Google EnergyGoogle’s announcement last week that it will work to produce Renewable Energy Cheaper than Coal” will prove to be the foundation of the massively vertically integrated Google of tomorrow. Om’s post today explains how “it makes perfect sense for Google to build their own servers, storage systems, Internet switches and perhaps, sometime in the future, even optical transport systems.”

However, all of this techno-customization is for naught without power in the form of cheap electricity. So, extending that thought process further, it makes perfect sense for Google to build its own cheap, clean power generation. Power costs for data centers can make up 48 percent of a business’s IT budget, a recent Gartner report estimates.

Gartner has released a series of reports on the mounting operational costs of data centers, which are increasingly squeezed by power and space constraints, and the numbers are serious. “By 2011, more than 70 percent of U.S. enterprise data centers will face tangible disruptions related to energy consumption, floor space, and/or costs.” And for those that can afford to power their gear, the price tag will be painful — for two servers in a rack the operational cost will be is $112.13 per square foot, for six servers it’s $420.48 per square foot, and for 12 blade servers it will run $1,261.44 per square foot, Gartner estimates.

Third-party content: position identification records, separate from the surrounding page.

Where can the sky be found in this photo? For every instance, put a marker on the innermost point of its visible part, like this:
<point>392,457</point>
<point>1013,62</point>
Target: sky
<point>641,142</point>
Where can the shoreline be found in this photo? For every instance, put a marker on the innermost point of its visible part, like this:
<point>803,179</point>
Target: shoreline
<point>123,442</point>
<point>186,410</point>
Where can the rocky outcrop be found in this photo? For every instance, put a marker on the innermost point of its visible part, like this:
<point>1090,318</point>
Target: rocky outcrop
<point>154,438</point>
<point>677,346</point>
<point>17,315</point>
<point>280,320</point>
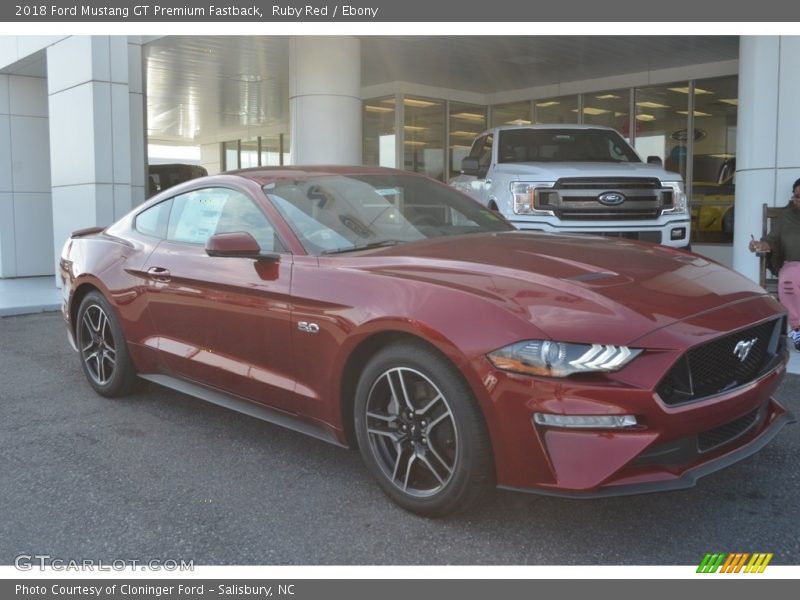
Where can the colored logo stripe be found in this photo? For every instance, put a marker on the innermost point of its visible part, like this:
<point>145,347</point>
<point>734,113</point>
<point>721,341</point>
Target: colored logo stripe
<point>734,562</point>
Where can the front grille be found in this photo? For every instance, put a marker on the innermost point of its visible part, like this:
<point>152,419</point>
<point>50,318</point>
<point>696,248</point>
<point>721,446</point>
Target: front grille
<point>606,183</point>
<point>724,434</point>
<point>716,367</point>
<point>576,198</point>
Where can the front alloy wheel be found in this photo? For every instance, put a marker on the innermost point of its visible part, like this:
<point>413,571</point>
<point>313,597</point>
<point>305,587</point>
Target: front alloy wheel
<point>420,431</point>
<point>411,430</point>
<point>104,353</point>
<point>97,346</point>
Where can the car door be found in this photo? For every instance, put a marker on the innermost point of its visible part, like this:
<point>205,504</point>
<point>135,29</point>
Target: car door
<point>479,186</point>
<point>222,321</point>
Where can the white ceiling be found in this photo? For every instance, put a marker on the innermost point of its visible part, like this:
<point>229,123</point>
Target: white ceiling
<point>213,87</point>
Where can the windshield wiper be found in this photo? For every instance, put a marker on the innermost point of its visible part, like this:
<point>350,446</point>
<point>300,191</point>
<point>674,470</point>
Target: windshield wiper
<point>379,244</point>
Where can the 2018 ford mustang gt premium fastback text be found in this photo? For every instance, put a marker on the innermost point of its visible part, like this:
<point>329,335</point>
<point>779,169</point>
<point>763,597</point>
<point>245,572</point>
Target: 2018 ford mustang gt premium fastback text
<point>381,309</point>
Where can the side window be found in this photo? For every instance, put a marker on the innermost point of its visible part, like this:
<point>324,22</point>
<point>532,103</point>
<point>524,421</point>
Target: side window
<point>240,213</point>
<point>482,150</point>
<point>199,214</point>
<point>153,221</point>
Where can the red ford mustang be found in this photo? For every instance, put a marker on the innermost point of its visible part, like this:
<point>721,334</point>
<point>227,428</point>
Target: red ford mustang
<point>382,309</point>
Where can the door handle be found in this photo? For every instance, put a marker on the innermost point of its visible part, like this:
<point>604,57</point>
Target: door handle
<point>159,274</point>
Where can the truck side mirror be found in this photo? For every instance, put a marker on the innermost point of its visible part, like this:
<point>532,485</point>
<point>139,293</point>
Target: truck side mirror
<point>471,166</point>
<point>655,160</point>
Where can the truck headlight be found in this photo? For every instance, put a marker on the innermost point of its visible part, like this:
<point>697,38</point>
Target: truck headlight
<point>524,198</point>
<point>680,203</point>
<point>560,359</point>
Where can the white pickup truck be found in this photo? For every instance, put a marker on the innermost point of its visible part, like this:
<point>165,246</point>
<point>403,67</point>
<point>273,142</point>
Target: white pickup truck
<point>576,178</point>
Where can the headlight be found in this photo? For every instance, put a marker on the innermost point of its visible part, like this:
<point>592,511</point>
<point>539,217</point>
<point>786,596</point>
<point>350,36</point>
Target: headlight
<point>524,196</point>
<point>559,359</point>
<point>680,204</point>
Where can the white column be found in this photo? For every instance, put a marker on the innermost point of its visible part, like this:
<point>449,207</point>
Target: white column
<point>97,137</point>
<point>767,160</point>
<point>325,100</point>
<point>210,158</point>
<point>26,226</point>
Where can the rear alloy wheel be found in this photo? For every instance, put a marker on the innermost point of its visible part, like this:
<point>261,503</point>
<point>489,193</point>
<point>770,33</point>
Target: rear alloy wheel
<point>104,353</point>
<point>420,431</point>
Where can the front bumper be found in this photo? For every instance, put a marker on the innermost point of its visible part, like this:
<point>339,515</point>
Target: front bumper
<point>664,477</point>
<point>672,443</point>
<point>673,233</point>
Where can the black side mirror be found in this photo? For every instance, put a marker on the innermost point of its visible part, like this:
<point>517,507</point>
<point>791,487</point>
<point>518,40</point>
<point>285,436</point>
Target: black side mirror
<point>471,166</point>
<point>238,244</point>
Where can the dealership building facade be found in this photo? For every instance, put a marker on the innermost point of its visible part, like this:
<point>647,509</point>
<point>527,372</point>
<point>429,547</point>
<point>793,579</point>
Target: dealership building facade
<point>82,116</point>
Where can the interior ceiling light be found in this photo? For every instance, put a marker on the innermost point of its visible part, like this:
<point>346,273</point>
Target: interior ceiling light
<point>522,60</point>
<point>468,116</point>
<point>697,113</point>
<point>418,103</point>
<point>648,104</point>
<point>685,90</point>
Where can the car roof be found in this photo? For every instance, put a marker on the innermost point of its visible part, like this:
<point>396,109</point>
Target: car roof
<point>264,175</point>
<point>550,126</point>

This comes when Data Center Knowledge has made a connection between a permit for 38 two-megawatt diesel backup generators and the hundreds of thousands of square feet of data centers Google is building in Council Bluffs, Iowa. Google has other large data center construction projects going on in the Carolinas and Oklahoma. All of these centers will be buying massive amounts of energy from utilities and with every new server that comes online the need for that gigawatt goal of cheap, clean energy gets greater.

At Gartner’s recent Data Center Symposium, an entire day was devoted to “greening” the data center. Large corporations are looking to reduce their data center energy costs; Big Blue, for example, is making moves to “combat the data center energy crisis” in the form of $1 billion for its “Project Big Green.”

While its competitors are focusing exclusively on lowering the energy demands of their servers, Google is attacking the problem from another angle entirely — energy production. What if Google was able to produce all of the power it needed at a cost less than it is currently paying? Google is quite serious about achieving this, saying in their RE Less Than C announcement that they intend to generate their clean gigawatt “in years, not decades.” That gigawatt is enough to power the city of San Francisco and could help Google coast through projected data center energy hiccups. Google might even have enough power to bail out its competitors — at a price.